With more than 31 years in law enforcement, Sheriff Clark Millsap last week announced his plans to seek a fifth term in office.
Millsap was elected for a first term in 2000, following a career at Cartersville Police Department and the Bartow County Sheriff’s Office.
“I’m not through giving back to this county that has given so much to me and my family,” Millsap said.
A Bartow County native, Millsap graduated from Cass High School before earning a bachelor’s degree in criminal justice from West Georgia College.
During Millsap’s tenure as sheriff, the Bartow County Sheriff’s Office instituted the pay-to-stay plan at the jail, which was also expanded to a new eight-story facility during his third term. Courthouse security increased, creating one public entrance, and his time in office gave rise to the Bartow-Cartersville Drug Task Force.
In addition, manpower rose since the administration took office in 2000.

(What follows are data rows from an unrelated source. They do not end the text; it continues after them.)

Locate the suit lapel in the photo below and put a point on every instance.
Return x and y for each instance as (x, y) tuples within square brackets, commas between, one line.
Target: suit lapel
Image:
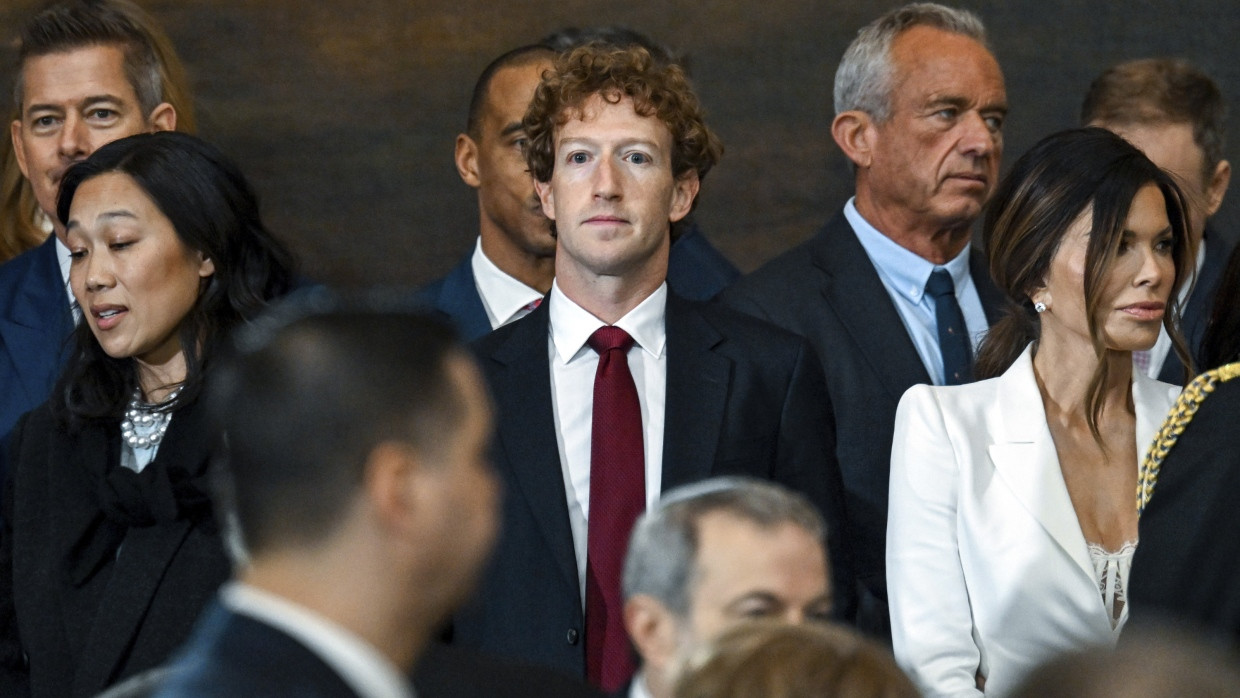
[(1024, 456), (697, 393), (993, 301), (856, 294), (37, 322), (527, 433)]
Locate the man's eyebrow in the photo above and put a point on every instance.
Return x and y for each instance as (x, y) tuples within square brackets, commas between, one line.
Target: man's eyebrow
[(86, 102)]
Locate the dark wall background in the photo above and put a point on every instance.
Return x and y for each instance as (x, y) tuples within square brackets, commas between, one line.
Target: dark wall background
[(344, 113)]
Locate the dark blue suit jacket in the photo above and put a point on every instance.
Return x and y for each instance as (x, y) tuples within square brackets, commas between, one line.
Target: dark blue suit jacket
[(35, 327), (743, 398), (1200, 304), (828, 291), (234, 655), (696, 270)]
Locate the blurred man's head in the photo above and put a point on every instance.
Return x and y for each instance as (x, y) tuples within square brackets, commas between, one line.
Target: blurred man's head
[(357, 440), (711, 554), (1174, 113)]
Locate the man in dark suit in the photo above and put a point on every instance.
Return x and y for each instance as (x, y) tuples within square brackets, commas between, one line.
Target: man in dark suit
[(1173, 112), (365, 506), (88, 75), (889, 293), (615, 389), (711, 556), (512, 263)]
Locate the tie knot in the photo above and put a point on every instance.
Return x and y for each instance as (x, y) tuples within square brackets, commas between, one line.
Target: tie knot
[(940, 284), (608, 337)]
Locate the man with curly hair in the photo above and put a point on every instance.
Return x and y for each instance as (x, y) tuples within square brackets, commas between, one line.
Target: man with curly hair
[(615, 389)]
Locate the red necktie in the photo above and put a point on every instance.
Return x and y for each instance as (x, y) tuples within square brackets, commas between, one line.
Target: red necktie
[(618, 496)]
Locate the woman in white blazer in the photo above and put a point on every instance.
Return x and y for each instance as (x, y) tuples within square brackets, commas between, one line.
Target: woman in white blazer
[(1012, 515)]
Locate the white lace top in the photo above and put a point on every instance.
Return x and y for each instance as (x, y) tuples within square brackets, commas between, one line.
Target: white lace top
[(1111, 573)]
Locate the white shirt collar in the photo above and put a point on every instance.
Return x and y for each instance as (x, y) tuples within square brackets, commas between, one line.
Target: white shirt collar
[(361, 666), (504, 296), (907, 270), (572, 325)]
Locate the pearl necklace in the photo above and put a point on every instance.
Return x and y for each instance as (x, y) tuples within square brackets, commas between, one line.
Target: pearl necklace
[(145, 424)]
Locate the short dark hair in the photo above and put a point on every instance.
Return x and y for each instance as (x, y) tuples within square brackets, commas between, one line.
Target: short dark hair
[(1036, 205), (657, 89), (664, 547), (215, 212), (151, 66), (1161, 91), (308, 393), (517, 57)]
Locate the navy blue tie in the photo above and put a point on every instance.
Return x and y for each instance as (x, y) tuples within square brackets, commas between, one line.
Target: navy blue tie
[(952, 331)]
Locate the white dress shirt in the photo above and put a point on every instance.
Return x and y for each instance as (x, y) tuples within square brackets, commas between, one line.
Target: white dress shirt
[(1158, 352), (62, 257), (504, 296), (904, 275), (573, 365), (358, 663)]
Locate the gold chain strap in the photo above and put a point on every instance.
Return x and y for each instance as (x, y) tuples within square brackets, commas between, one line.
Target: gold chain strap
[(1177, 420)]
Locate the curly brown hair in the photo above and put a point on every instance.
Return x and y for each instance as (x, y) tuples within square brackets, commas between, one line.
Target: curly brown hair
[(656, 88)]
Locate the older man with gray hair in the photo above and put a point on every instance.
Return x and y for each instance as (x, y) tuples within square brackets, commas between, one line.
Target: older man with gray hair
[(889, 293), (714, 553)]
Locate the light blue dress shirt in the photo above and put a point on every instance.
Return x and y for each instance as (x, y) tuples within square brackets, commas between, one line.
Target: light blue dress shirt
[(904, 275)]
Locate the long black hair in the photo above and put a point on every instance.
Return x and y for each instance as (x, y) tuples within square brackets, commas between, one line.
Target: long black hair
[(215, 212), (1033, 207)]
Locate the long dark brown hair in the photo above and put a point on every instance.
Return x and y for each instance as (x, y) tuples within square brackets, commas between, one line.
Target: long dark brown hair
[(1045, 191)]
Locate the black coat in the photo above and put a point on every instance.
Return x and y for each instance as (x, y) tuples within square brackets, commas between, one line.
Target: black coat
[(87, 599), (743, 398)]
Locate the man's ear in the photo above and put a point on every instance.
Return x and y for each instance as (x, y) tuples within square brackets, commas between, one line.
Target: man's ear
[(547, 197), (1217, 187), (854, 134), (652, 630), (391, 481), (163, 118), (683, 194), (466, 160), (19, 149)]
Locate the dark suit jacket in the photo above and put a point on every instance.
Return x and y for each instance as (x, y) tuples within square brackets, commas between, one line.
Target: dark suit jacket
[(84, 626), (743, 398), (35, 325), (234, 655), (696, 270), (1200, 304), (828, 291), (1188, 563)]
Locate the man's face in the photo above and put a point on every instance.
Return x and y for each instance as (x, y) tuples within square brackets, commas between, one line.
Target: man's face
[(935, 159), (1172, 148), (495, 165), (75, 102), (613, 195), (745, 572)]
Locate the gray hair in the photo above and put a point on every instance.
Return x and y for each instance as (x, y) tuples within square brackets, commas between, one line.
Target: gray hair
[(864, 77), (662, 551)]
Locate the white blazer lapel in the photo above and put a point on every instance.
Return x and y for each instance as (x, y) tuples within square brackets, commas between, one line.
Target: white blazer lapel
[(1024, 456)]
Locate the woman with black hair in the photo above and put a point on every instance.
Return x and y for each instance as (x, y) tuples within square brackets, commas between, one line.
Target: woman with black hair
[(1188, 565), (110, 548), (1011, 525)]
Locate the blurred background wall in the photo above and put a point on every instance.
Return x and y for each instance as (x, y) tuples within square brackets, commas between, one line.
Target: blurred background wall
[(344, 112)]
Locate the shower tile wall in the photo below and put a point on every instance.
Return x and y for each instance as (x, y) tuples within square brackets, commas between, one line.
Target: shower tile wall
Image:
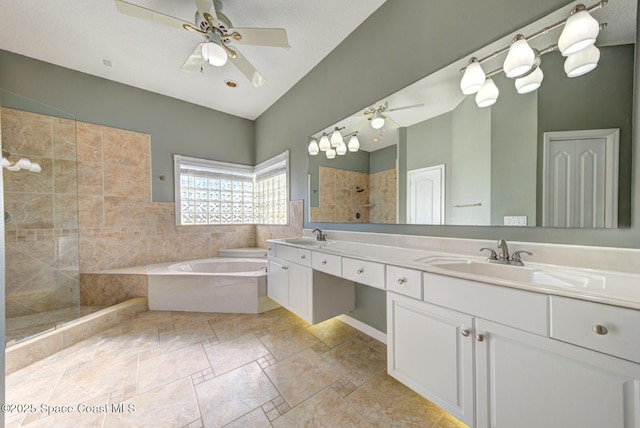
[(42, 237), (340, 200)]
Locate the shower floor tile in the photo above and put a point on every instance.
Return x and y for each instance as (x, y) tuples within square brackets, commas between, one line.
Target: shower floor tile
[(220, 370)]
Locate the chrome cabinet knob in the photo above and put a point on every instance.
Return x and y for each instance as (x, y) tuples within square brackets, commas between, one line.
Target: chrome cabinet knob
[(600, 329)]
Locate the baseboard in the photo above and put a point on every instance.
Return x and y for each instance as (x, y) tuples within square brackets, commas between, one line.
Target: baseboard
[(365, 328)]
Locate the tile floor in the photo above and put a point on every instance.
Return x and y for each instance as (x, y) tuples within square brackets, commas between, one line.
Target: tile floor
[(176, 369)]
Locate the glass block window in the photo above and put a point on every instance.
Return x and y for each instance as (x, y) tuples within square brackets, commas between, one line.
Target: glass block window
[(211, 192)]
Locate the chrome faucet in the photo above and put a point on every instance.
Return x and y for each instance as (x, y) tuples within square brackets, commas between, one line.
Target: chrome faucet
[(319, 235), (503, 257)]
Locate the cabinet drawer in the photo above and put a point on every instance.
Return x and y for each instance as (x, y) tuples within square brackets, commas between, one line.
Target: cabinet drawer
[(328, 263), (608, 329), (404, 281), (363, 272), (517, 308)]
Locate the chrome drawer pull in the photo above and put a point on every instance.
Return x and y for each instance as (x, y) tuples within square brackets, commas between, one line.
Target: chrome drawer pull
[(600, 329)]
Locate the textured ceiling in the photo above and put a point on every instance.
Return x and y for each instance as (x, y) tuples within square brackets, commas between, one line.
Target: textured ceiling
[(83, 35)]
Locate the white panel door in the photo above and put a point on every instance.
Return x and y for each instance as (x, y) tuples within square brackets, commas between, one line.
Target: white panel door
[(580, 185), (529, 381), (426, 195)]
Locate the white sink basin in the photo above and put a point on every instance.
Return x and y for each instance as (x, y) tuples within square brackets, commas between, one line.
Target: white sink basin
[(521, 274)]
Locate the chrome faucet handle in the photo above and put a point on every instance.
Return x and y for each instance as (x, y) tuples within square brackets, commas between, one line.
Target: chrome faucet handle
[(515, 257), (492, 256)]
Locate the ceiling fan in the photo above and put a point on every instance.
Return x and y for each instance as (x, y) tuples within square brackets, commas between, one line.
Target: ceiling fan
[(377, 119), (219, 33)]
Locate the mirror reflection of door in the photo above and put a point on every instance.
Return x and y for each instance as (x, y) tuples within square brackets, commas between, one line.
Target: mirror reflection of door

“We have more officers on the road than we’ve ever had before, even though we are short-handed right now,” Millsap said.
Under Millsap’s latest term, a state grant created a three-person Highway Enforcement of Aggressive Traffic unit, and special purpose local option sales tax dollars were used to replace an aging vehicle fleet.
Most recently, Millsap worked with Commissioner Steve Taylor’s administration to push through the first pay raise in eight years for agency employees.
“Even in 2001, when we walked in the door, we had an antiquated computer system. Not only have we gone from that computer to our present system to our New World system that is coming in, we’ve done that with the help of the commissioner and SPLOST funds,” he said. “There are so many things that we have been able to accomplish with the support of the local government, and the state and federal level.
“I’ve been blessed immensely. The fact is the citizens of this county have shown nothing but support since we took office. We have done what they asked and we are going to continue to do what they ask, and we are going to do even more than we’ve done.”
For the future, the focus will be on manpower as the agency replaces retiring personnel and becomes competitive with area agencies.
“Since the commissioner approved our pay raises — and I can’t thank Commissioner Taylor enough, we are competitive,” Millsap said. “I’m not ready to retire. God’s not through with me, No. 1, and the citizens of Bartow County are not through with me. I’m not through giving back.”
Millsap and his wife, Lori, have three sons, David, Zach and Logan.